George Frederic Handel was born in Halle, Germany in 1685. Though there were no musicians in his family, his father recognized his talent and allowed him to study composition, organ, harpsichord, violin, and oboe with composer Friedrich Wilhelm Zachow. At an early age, he had a strong grasp of counterpoint and of Italian and German compositional tradition. In 1702, he began attending the University of Halle, and he soon began working as a cathedral organist. He spent much of his childhood education training to be a cathedral cantor, yet in 1703, he moved to Hamburg and began to focus on composing operas.
Handel frequently traveled to and from German, Italian, and English-speaking countries. From 1706-1710, he lived in Italy, studying Italian opera. He also spent a great deal of time in England developing oratorios and concertos. Over the course of his career, he wrote operas, concertos, oratorios, cantatas, suites, and sonatas. Unlike many composers who only achieved renown posthumously, Handel was beloved throughout much of his career.
Within the church, Handel is probably best known for his oratorios–Saul, Messiah, Israel in Egypt, Judas Maccabaeus, Joshua, and so on. Without a doubt, his greatest contribution to the development of the oratorio was the use of the chorus. He borrowed from the Lutheran and south German traditions but relied heavily on the English forms as well.
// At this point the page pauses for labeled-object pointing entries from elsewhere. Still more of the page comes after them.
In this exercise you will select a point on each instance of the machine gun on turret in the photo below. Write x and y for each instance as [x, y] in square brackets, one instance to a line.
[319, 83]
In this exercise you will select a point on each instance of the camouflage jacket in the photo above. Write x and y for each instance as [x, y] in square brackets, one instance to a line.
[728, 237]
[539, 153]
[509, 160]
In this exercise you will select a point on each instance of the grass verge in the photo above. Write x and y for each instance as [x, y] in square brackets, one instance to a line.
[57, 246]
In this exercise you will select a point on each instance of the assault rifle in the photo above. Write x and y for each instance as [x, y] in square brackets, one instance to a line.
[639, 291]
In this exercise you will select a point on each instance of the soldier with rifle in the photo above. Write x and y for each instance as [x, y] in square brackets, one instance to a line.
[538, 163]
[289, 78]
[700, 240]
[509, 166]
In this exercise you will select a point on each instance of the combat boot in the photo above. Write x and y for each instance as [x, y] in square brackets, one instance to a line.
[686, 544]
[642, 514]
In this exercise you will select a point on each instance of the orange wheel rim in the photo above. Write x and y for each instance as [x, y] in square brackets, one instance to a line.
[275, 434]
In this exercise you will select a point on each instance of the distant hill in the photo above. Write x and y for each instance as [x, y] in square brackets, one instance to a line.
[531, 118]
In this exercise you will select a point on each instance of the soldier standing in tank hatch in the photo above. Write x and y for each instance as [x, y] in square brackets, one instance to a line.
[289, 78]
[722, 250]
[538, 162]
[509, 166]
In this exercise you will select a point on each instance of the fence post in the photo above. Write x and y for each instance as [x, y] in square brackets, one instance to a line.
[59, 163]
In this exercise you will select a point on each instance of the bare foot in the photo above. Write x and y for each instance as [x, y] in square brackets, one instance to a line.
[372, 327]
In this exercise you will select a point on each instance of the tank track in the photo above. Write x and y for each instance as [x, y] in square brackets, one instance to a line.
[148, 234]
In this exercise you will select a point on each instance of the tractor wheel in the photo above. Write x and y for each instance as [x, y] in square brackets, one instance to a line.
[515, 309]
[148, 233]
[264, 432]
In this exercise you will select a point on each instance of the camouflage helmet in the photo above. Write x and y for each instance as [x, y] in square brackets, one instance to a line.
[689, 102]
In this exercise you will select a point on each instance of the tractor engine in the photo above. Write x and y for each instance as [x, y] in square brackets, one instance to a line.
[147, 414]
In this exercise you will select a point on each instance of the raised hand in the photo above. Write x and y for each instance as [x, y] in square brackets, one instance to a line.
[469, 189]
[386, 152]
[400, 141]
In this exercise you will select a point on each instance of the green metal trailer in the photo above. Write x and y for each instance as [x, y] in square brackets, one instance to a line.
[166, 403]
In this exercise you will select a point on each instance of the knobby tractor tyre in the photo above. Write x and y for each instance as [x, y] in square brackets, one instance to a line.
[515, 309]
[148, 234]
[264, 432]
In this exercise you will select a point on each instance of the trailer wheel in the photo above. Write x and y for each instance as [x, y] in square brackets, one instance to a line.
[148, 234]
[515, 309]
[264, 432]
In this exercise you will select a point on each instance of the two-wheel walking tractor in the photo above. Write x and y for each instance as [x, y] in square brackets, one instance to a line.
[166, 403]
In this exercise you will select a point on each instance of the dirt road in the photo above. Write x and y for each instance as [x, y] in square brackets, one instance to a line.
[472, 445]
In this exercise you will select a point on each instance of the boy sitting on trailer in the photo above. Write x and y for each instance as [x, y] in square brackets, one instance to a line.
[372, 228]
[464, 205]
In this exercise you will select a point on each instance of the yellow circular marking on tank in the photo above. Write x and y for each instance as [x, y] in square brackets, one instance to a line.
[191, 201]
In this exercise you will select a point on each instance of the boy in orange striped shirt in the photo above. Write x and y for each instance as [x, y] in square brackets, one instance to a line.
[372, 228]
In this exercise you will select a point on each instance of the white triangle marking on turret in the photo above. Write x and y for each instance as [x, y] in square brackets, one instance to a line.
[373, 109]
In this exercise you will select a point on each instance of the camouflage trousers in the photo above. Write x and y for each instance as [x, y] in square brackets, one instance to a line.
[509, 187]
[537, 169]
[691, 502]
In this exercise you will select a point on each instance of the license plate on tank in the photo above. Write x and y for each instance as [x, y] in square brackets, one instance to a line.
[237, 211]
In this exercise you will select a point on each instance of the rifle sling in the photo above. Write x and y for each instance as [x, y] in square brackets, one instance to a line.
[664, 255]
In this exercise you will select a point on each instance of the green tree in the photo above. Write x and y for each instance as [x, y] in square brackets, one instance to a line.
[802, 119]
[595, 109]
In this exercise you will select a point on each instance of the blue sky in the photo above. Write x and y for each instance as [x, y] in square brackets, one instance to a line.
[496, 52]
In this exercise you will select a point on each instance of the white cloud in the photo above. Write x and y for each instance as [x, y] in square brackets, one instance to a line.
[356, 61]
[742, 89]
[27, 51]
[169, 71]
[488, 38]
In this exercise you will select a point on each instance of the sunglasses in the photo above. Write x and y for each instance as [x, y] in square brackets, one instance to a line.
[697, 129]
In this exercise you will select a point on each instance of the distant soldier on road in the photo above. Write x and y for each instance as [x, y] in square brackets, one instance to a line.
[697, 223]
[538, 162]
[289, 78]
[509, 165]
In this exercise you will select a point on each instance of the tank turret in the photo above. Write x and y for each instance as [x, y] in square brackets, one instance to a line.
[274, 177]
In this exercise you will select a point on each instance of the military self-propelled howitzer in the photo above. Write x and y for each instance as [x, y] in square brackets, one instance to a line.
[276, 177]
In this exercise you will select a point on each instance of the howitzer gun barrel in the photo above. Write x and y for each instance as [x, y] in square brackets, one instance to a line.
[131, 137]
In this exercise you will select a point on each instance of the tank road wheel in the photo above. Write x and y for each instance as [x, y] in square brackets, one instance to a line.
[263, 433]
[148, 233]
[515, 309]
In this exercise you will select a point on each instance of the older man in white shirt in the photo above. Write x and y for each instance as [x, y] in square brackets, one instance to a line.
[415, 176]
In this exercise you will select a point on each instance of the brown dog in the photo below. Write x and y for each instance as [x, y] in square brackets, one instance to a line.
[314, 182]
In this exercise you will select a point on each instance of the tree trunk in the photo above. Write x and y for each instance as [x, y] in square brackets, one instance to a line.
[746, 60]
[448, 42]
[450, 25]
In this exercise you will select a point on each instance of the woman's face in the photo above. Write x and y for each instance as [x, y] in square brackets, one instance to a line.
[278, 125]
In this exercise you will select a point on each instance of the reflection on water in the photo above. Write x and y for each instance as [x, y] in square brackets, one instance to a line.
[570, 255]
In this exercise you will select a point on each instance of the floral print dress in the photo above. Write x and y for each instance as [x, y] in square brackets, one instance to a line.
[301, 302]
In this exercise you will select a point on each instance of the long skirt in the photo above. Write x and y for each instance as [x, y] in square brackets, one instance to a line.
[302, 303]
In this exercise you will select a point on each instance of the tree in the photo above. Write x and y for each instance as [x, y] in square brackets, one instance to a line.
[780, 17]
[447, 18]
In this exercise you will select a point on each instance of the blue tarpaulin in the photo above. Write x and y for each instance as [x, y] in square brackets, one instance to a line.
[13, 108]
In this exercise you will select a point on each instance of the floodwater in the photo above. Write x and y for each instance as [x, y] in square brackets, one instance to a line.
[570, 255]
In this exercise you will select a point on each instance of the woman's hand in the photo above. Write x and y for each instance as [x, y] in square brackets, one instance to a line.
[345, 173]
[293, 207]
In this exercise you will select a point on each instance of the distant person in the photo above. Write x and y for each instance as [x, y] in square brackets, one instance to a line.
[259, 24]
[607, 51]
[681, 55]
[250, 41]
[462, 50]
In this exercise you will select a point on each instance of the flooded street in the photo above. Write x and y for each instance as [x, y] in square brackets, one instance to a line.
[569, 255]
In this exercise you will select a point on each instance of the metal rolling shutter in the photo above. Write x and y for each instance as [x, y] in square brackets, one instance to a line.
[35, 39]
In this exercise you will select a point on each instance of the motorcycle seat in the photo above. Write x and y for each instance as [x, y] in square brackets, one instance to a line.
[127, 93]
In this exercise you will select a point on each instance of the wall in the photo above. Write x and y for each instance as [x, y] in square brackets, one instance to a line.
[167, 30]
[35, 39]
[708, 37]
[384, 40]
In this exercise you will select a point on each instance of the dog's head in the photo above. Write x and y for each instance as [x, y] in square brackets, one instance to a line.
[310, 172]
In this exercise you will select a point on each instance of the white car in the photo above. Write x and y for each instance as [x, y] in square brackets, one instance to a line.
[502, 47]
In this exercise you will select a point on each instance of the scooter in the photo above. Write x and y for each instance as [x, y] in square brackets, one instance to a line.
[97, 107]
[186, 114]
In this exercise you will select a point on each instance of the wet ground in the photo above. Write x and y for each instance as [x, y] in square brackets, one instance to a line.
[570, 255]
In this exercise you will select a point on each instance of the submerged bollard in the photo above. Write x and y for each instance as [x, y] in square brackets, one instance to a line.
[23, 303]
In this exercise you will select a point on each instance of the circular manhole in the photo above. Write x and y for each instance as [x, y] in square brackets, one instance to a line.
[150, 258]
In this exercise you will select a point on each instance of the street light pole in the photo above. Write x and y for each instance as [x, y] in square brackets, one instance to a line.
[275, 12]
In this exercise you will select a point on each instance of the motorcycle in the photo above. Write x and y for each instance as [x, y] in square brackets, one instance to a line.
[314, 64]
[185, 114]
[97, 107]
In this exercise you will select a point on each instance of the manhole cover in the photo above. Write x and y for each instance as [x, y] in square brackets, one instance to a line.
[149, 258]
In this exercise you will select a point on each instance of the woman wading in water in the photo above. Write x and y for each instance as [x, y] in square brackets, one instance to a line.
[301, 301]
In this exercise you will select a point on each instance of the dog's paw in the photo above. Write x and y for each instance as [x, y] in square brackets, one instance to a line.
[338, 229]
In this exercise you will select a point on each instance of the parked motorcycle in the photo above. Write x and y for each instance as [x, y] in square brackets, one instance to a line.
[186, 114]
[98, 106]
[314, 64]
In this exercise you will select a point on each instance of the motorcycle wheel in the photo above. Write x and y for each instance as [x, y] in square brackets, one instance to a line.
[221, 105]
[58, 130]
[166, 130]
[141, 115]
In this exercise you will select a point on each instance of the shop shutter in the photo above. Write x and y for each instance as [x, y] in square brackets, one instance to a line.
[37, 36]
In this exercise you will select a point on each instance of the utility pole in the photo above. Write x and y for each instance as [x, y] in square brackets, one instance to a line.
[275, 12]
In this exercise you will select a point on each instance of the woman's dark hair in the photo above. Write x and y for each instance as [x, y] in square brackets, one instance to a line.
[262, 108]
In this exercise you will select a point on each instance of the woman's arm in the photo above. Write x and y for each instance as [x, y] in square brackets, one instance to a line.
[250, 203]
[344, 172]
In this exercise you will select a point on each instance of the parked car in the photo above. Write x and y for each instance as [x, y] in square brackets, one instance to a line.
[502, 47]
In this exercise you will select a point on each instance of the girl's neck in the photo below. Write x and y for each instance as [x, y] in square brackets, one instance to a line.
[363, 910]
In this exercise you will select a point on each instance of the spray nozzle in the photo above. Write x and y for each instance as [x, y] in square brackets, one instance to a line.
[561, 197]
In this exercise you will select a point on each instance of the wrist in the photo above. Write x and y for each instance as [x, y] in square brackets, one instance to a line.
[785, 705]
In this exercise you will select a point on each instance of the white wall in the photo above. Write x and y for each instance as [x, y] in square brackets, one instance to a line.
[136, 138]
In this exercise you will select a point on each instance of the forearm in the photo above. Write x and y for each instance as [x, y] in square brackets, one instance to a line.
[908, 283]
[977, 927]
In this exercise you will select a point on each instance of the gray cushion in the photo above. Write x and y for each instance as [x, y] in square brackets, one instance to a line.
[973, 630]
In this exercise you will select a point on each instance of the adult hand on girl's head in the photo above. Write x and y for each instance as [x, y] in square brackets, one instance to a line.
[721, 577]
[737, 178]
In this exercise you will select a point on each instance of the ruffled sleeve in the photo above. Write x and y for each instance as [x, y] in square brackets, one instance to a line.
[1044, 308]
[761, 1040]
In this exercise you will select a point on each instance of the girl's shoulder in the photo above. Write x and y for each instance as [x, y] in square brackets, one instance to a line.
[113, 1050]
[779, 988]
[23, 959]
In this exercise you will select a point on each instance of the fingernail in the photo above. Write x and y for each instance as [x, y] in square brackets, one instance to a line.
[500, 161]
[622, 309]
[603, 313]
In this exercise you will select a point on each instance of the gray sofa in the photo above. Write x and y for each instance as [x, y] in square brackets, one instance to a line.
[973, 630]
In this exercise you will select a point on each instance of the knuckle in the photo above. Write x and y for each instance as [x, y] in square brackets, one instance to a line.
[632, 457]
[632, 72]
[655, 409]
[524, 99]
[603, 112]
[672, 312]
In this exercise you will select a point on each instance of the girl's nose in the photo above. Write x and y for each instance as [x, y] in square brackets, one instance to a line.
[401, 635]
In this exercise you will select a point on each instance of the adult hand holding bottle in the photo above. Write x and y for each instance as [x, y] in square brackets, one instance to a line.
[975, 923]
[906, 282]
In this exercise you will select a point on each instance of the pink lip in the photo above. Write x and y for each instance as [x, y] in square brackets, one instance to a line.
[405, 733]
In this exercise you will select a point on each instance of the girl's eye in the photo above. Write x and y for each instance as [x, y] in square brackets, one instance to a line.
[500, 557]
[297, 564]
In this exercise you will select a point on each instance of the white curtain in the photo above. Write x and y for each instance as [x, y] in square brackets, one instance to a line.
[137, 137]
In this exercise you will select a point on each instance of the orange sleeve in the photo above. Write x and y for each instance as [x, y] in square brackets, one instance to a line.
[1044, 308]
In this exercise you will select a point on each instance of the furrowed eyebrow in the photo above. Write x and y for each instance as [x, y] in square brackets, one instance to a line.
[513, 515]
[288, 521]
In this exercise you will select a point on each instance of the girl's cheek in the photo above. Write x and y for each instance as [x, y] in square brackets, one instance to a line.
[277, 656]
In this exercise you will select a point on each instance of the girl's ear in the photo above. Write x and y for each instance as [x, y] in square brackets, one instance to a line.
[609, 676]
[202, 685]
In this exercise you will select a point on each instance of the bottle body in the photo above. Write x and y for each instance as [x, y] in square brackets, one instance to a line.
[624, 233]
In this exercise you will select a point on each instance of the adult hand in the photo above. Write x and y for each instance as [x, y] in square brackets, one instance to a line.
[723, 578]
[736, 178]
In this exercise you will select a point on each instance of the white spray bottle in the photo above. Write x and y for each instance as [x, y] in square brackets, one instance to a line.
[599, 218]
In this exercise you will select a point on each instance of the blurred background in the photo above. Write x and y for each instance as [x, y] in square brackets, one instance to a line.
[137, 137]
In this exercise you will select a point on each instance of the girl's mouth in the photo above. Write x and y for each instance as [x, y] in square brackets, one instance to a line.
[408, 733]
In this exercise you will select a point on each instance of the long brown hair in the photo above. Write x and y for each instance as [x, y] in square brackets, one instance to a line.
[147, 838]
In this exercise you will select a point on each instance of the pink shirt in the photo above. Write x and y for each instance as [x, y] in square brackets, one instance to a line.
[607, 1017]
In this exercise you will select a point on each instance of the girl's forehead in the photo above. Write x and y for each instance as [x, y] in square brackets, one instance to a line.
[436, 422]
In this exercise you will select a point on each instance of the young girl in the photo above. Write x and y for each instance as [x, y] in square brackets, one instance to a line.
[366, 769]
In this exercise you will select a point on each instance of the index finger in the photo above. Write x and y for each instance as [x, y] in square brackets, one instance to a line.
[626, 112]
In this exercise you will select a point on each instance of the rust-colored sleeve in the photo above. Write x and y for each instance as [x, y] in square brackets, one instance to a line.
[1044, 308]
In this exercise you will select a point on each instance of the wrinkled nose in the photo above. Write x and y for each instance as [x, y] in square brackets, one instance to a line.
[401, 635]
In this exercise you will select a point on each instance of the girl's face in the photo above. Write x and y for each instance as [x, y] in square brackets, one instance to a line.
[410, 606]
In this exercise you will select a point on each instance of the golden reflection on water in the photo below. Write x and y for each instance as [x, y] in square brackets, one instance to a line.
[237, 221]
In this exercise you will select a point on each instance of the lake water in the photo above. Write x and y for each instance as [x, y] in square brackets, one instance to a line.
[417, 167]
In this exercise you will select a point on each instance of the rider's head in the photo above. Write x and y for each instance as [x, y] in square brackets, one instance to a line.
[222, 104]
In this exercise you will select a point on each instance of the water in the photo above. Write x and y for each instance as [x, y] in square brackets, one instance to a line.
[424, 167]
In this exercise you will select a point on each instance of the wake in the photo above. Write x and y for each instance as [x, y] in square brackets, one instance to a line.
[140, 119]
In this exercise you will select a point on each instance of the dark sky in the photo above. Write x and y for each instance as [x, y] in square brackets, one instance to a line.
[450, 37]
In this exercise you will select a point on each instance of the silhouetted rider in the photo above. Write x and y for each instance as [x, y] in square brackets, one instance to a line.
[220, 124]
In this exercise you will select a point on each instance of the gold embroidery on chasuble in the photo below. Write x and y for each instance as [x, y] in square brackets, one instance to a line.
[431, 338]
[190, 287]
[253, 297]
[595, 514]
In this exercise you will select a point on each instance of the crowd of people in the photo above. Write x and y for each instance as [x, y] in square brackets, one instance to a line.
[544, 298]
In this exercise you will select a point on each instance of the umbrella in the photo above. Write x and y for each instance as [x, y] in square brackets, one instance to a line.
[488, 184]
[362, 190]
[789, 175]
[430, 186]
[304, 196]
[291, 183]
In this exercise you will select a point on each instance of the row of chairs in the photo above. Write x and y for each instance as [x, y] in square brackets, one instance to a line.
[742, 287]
In A History of Western Music, Donald Grout writes, “The monumental character of Handel’s choral style fits the oratorio’s emphasis on communal rather than individual expression.”(1) Handel also found ways to illustrate the text of an oratorio through devices such as word-painting (using a musical figure to illustrate what the words are saying).
There is so much more about Handel that can be said in one blog post. His compositional expertise has provided the church, the orchestra, and the opera stage a vast and much-loved body of work.
I’ll give Donald Grout the last word:
Handel’s historical significance rests largely on his contribution to the living repertory of performed music. His music aged well because he adopted the devices that became important in the new style of the mid-eighteenth century. Handel’s emphasis on melody and harmony, as compared to the more strictly contrapuntal procedures of Bach, allied him with the fashions of his time. As a choral composer…he had no peer. He was a consummate master of contrast, not only in choral music but in all types of compositions. In the oratorios he deliberately appealed to a middle-class audience, recognizing social changes that would have far-reaching effects on music.(2)
Messiah–“There were shepherds abiding” (This recording is a little old, but it’s Robert Shaw conducting the Atlanta Symphony, so I had to include it!)
Judas Maccabaeus–“See the conquering hero comes” (Sound familiar? It was later adapted to form the hymn “Thine be the Glory, Risen Conquering Son.”)
There are so many more on YouTube and iTunes, so feel free to keep listening!
One of the great things about Handel’s music is that many people find it (or at least Messiah) familiar. Many community choirs perform his oratorios, and churches will often host Messiah “sing alongs” around Christmas. There’s something about his music that makes you want to be part of it rather than just listening. (Or maybe that’s just me–is it just me?)
We often relegate Handel to Christmas and Easter. Would you like to hear him more year-round, or do you think that only hearing his works every so often makes the experience more special? What are some of your favorite works by Handel? I’d love to hear your thoughts!
1. Grout, Donald Jay and Claude V. Palisca. A History of Western Music. London: W.W. Norton and Company, 2001.